About 150,000 foreigners live in Slovakia

The pandemic also affects foreigners and the services provided by the IOM migration centre.

Illustrative stock photoIllustrative stock photo (Source: SITA)

As many as 150,000 foreigners living in Slovakia were registered in the statistics of the Bureau of Border and Foreign Police as of December 31, 2020.

This represents some 2.75 percent of the total population in the country, as the Slovak branch of the International Organisation for Migration (IOM) has said. The number is five times higher than in 2006.

“With the increasing number of foreigners in Slovakia, the number of clients and consultations of our migration centre has been increasing every year,” said Zuzana Vatráľová, head of the IOM office in Bratislava, on the occasion of the 15th anniversary of the Migration Information Centre (MIC).

Helping foreigners

FAQ: Non-EU citizens - dealing with immigration authorities Read more 

MIC is the only information centre for foreigners coming to Slovakia, who need help with a residence permit or other administrative processes and legislation. It provides free-of-charge consulting in social, legal and work matters to migrants coming from non-EU countries, and organises Slovak language courses. It also supports the life of foreigners’ communities in Slovakia.

“Anybody who decides to live in a new country wants to find accommodation and a job,” Vatráľová said. “It helps a lot if they can speak in their own language, have proper information about residence, family reunification, employment and health care, how to acquire various documents and permissions, which offices to address.
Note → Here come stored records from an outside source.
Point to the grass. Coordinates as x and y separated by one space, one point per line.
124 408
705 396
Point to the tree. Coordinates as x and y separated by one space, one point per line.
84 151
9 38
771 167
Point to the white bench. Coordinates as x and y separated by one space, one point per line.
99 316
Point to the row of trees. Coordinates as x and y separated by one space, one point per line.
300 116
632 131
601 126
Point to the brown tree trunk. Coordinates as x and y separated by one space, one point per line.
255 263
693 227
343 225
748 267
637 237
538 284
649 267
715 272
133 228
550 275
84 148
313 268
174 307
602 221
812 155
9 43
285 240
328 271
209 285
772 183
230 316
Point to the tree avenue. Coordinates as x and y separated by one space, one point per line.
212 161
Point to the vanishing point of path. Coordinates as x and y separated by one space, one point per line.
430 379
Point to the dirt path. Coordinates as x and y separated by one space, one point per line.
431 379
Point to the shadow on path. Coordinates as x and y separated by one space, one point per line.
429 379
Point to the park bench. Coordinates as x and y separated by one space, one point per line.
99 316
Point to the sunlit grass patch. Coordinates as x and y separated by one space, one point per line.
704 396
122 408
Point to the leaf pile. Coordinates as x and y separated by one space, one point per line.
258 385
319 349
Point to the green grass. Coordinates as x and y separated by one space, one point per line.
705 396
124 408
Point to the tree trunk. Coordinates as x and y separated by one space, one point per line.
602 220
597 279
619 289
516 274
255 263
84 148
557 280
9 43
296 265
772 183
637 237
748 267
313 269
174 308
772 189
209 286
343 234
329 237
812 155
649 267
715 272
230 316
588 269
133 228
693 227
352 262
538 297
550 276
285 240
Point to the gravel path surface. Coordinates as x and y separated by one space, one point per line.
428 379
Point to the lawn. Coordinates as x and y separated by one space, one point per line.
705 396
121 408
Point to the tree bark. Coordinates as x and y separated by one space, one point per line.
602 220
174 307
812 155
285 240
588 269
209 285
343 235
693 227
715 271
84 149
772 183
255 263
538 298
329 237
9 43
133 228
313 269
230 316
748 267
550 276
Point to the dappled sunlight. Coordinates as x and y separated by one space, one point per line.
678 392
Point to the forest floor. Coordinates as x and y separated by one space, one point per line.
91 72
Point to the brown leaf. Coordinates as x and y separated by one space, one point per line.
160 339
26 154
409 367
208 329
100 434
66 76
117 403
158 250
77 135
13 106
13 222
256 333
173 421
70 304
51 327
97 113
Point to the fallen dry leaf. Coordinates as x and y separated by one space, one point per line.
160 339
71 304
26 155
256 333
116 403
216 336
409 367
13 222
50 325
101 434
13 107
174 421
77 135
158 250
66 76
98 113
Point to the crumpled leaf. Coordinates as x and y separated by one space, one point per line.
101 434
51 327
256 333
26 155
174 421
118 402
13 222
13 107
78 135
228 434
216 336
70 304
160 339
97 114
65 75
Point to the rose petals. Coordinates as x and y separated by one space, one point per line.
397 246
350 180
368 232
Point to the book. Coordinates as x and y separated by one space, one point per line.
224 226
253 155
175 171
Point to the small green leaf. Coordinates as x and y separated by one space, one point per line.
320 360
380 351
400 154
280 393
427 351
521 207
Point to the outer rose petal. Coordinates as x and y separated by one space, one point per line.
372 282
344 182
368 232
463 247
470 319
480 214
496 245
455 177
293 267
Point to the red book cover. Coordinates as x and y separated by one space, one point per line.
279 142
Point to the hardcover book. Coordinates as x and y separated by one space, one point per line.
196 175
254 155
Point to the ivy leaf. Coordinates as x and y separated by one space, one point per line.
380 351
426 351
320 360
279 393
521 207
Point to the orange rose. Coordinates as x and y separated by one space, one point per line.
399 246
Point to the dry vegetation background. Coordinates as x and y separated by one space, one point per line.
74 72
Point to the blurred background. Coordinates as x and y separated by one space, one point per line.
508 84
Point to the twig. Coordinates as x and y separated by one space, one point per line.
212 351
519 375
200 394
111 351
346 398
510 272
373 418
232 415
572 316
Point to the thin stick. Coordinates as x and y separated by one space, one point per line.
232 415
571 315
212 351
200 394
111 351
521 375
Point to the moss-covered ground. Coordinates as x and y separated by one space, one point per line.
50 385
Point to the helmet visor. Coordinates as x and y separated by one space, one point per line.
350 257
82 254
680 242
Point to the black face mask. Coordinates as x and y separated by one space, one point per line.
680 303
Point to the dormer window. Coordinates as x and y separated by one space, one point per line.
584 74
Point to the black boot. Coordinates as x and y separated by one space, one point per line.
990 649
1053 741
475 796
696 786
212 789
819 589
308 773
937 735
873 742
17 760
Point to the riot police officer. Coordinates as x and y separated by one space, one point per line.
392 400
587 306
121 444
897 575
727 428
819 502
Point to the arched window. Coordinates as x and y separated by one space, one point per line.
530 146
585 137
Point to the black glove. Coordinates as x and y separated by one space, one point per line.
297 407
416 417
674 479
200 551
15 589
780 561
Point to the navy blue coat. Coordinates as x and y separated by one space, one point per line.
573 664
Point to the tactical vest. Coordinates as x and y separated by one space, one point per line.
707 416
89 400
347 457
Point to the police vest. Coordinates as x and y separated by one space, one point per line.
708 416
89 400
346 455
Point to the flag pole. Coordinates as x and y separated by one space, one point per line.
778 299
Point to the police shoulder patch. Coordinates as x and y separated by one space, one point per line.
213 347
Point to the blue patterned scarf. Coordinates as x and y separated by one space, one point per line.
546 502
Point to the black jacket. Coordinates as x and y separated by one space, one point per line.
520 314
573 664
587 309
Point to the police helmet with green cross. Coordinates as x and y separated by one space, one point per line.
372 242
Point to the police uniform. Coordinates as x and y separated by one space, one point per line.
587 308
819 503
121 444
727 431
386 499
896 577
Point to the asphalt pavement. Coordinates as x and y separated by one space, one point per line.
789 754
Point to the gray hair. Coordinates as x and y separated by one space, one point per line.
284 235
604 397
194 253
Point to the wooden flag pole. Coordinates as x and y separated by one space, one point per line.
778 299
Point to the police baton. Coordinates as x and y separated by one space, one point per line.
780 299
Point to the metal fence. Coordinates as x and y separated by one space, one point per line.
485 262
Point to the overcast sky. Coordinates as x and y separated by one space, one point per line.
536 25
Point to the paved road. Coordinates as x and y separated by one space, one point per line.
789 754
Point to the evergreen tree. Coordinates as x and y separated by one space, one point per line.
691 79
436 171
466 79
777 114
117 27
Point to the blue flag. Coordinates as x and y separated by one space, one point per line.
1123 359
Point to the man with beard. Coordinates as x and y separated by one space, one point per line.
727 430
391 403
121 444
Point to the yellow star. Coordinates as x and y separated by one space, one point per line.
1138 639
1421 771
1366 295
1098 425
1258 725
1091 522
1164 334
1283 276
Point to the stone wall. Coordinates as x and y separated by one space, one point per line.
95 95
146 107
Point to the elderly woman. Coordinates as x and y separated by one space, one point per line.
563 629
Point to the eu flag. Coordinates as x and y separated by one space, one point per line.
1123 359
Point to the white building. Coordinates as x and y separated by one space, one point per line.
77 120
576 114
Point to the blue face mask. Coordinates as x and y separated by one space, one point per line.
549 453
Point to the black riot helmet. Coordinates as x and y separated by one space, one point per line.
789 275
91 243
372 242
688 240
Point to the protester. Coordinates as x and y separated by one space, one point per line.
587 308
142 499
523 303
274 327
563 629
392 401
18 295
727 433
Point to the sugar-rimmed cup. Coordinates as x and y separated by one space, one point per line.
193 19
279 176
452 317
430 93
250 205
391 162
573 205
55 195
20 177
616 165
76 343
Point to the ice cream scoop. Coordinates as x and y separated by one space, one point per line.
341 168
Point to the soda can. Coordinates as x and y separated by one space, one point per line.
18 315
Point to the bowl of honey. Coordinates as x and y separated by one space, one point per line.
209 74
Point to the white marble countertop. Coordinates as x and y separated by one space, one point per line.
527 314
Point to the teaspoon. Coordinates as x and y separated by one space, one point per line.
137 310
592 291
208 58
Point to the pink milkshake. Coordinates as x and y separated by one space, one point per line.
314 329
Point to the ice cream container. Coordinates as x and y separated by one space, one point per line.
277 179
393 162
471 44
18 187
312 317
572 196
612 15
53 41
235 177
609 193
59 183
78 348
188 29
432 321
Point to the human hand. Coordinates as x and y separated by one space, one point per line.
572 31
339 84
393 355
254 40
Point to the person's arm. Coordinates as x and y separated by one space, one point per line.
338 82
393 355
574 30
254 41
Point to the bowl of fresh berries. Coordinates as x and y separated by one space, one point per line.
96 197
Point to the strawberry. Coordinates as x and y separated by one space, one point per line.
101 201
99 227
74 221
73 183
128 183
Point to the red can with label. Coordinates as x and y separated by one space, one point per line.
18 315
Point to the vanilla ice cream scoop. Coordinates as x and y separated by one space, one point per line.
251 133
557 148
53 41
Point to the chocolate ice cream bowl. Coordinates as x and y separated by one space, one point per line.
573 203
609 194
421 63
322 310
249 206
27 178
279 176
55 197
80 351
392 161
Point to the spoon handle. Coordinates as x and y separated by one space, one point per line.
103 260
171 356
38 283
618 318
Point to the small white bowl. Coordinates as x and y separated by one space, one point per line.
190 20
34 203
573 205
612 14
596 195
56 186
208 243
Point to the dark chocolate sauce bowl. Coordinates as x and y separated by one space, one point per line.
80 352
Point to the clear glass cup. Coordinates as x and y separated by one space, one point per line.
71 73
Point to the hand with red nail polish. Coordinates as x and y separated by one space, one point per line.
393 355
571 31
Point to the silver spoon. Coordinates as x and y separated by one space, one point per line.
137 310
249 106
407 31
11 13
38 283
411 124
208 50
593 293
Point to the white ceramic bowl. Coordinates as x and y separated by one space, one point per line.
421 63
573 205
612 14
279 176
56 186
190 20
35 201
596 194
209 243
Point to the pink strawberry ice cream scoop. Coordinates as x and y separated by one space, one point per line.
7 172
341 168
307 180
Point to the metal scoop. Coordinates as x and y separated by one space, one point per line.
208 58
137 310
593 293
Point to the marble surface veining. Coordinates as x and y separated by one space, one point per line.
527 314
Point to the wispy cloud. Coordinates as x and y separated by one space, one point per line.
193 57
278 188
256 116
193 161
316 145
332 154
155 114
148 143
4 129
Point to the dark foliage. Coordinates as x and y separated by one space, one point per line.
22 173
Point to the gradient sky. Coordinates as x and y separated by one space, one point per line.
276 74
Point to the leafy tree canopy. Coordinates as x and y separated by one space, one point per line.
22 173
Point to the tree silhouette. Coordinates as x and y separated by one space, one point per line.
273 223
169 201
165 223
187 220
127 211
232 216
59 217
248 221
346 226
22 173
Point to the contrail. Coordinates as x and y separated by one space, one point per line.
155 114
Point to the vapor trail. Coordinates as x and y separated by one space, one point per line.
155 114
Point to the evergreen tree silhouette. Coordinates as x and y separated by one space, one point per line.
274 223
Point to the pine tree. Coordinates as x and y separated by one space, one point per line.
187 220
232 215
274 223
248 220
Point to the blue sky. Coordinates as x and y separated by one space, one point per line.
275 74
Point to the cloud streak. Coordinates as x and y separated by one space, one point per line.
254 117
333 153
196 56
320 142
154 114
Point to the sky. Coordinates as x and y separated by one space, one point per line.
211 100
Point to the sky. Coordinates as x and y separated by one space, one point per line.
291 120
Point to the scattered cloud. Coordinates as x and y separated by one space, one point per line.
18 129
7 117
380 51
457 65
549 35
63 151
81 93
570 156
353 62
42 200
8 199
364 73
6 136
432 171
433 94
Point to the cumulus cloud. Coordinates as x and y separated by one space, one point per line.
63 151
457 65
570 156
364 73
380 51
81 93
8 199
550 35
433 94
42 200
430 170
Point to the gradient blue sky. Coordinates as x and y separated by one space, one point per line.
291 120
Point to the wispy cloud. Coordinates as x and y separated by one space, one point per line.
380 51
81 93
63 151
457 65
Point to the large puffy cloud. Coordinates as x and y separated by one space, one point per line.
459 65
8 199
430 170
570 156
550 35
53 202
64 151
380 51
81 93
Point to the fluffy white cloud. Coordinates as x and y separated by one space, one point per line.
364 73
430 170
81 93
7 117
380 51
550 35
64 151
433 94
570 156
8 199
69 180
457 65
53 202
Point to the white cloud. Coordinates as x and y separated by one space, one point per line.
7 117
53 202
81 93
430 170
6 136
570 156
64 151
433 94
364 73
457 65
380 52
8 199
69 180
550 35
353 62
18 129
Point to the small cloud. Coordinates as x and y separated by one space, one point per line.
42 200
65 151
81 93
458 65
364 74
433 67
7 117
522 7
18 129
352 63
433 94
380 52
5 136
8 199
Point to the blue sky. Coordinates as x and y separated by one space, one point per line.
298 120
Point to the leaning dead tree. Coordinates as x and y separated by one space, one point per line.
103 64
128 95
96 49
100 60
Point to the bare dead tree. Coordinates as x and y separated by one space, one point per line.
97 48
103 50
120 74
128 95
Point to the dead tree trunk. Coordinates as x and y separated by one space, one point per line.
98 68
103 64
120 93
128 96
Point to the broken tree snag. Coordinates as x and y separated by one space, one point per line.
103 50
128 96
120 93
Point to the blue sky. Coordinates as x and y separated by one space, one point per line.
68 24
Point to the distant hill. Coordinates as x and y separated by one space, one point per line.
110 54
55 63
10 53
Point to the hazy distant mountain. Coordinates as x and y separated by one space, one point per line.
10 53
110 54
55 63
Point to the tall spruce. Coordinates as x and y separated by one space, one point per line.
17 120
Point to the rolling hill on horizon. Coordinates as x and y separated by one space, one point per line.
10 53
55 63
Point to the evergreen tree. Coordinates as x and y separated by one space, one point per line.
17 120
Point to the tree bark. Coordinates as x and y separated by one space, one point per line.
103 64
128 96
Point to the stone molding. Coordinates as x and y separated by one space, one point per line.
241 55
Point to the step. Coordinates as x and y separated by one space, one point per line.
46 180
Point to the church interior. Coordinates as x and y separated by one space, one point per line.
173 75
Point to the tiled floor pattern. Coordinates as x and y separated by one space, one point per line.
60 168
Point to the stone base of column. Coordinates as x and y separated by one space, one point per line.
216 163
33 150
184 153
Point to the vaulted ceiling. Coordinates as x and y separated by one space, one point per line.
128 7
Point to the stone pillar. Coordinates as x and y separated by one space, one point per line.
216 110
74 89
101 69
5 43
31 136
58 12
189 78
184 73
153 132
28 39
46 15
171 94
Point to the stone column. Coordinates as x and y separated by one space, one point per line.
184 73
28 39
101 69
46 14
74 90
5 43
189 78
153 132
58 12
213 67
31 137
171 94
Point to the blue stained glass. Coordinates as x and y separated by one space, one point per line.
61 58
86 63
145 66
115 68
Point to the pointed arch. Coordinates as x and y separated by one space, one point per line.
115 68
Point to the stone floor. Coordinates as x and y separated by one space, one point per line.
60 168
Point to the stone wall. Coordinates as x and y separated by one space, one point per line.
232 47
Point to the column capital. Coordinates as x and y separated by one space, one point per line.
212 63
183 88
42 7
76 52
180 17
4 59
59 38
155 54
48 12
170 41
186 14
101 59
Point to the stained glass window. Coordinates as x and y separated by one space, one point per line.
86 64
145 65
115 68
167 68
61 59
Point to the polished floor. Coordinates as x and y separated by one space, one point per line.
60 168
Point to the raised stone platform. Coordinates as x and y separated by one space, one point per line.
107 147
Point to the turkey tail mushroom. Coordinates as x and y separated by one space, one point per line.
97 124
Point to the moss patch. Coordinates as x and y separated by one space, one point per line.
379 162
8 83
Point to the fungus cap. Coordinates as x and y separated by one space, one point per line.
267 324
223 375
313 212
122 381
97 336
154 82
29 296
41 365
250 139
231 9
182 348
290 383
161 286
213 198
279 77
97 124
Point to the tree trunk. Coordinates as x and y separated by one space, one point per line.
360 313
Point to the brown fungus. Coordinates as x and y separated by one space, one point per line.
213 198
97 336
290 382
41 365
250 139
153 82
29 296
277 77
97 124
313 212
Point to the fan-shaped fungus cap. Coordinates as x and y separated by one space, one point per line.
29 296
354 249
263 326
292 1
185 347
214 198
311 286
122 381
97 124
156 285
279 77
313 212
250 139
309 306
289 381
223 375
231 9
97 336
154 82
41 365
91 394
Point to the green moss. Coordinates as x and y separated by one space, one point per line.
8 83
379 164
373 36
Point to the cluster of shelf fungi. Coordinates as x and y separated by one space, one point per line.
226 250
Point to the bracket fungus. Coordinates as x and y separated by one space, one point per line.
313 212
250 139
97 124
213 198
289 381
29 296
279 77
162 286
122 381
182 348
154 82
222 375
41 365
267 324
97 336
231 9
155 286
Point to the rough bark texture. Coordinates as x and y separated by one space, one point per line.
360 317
Foreigners in Slovakia are in the same position.”

Frequently asked questions: Working in Slovakia Read more 

Among the most sought-after and most in-demand services of the MIC are Slovak language courses, as well as cultural and social orientation courses, which have been attended by more than 13,000 people so far.

Recently, a number of foreigners have been affected by Covid-19, whether in regards to their residence permit, loss of job or inability to return home due to restrictions. This is why the MIC reinforced its helpline and email consulting. Language courses had to be switched to the online space, while the centre organises information webinars and creates various video guides, Vatráľová said.